The rest of Job is the story of how he moves through that suffering and tries to understand it. He discusses it with his “friends” who also give some theologically problematic explanations: You must have done something to deserve it! is what they basically say. That’s the only way they can understand it.
By the time we get to chapter 23, our reading today, Job has refused to accept his friends’ explanation and is demanding to speak with the manager—God, that is.
Oh, that I knew where I might find you,
that I might come even to your dwelling!
I would lay my case before you,
and fill my mouth with arguments.
I would learn what you would answer me,
and understand what you would say to me.
I am suffering, Job is saying. I am in anguish, and I just want to understand. Please help me to understand.
And that desire to argue, that desire to bargain, that desire to understand is the shining light of Job’s faith. Job continues to argue with God because he believes that God is ultimately just, and that God will ultimately hear him. He believes so strongly in a God of love, in a God of justice, that he is unwilling to accept his situation as is. Yes, even shouting “What the hell, God? Why is this happening?” is an act of belief, an act of faith.

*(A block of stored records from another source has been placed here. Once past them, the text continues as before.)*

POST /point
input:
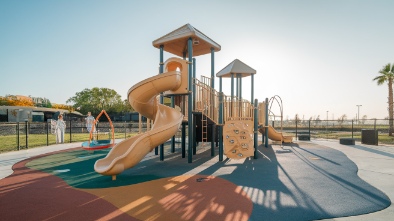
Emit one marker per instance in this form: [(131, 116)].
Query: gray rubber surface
[(303, 181)]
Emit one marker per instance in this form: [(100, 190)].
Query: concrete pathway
[(375, 166)]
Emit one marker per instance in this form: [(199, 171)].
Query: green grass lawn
[(10, 143)]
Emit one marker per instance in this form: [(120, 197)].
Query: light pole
[(327, 126), (358, 115)]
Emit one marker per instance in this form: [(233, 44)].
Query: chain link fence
[(335, 129), (23, 135)]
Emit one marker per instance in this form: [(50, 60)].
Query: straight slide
[(167, 120), (275, 135)]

The In-Between Time can be painful, yes, but it can also be profound, powerful. The In-Between Time can show us what our faith is really made of.
—
As I mentioned last Sunday, this—among all the other things going on here—is also our Stewardship Month. That time of the year when each of us commits to serving this community we love by offering our gifts of time, skills, energy, and, yes, money. We ask each household to pledge what they will give during all of 2025. What we all pledge for the year is the number we build our budget around. It determines whether or not we can give a raise to Marcia, our Office Manager. It determines whether we’re able to do essential maintenance to our building or push it off another year.
We don’t ask for a tithe, which is a flat 10% of your income, because we know that 10% of a $40,000 income impacts a household much differently than 10% of $140,000. But we do suggest and encourage you to give a certain percentage of your income depending on what that income is. I believe that if all of us gave according to that suggested scale, we would start 2025 with a balanced budget—something we haven’t done since I’ve been here.

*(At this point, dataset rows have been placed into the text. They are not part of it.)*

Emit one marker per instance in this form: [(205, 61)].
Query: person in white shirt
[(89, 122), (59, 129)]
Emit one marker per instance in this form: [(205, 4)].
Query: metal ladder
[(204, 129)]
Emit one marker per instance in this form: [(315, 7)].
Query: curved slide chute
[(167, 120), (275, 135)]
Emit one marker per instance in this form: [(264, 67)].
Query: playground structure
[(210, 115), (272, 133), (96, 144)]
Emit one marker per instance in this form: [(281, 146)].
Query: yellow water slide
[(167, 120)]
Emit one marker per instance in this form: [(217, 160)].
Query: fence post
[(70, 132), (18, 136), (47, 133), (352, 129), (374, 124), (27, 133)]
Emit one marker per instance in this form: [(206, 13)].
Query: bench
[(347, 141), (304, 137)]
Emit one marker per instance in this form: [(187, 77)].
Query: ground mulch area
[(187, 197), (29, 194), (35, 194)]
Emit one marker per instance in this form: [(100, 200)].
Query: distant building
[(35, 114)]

I don’t know about you, but for me, there’s a bit of an In-Between Time when I get ready to fill out my pledge card. It is important to me as your rector and leader to make sure that I am always doing myself that which I request of you. So when I get my stewardship letter and see the suggested pledge for my household income—well, that’s when I enter the In-Between Time. That suggested percentage of my income is a significant chunk of money.
There’s a moment of tension, discomfort, uncertainty. I can probably afford it, but it might mean adjusting some of my priorities. And that tension, discomfort, and uncertainty, that bargaining, invite me to think and pray about my faith, my belief in God.
How God led me here. To this loving parish that has been patient with me as I navigated my first call as a rector, that stuck together during a global pandemic that tried so hard to keep us apart, that held me with such great care through my divorce which was the most difficult thing I’ve ever been through.
My deepest prayer is that everyone finds a community like St. Luke’s. One where I got to come as I was, queer, tattooed, a newbie priest. Where you get to come as you are, in all your beauty and brokenness, where we all know will be held in God’s limitless love.
That tension, discomfort, uncertainty, that bargaining, ultimately show me how much I believe in this little corner of the Body of Christ which is St. Luke’s. And my pledge shows me what my faith is really made of.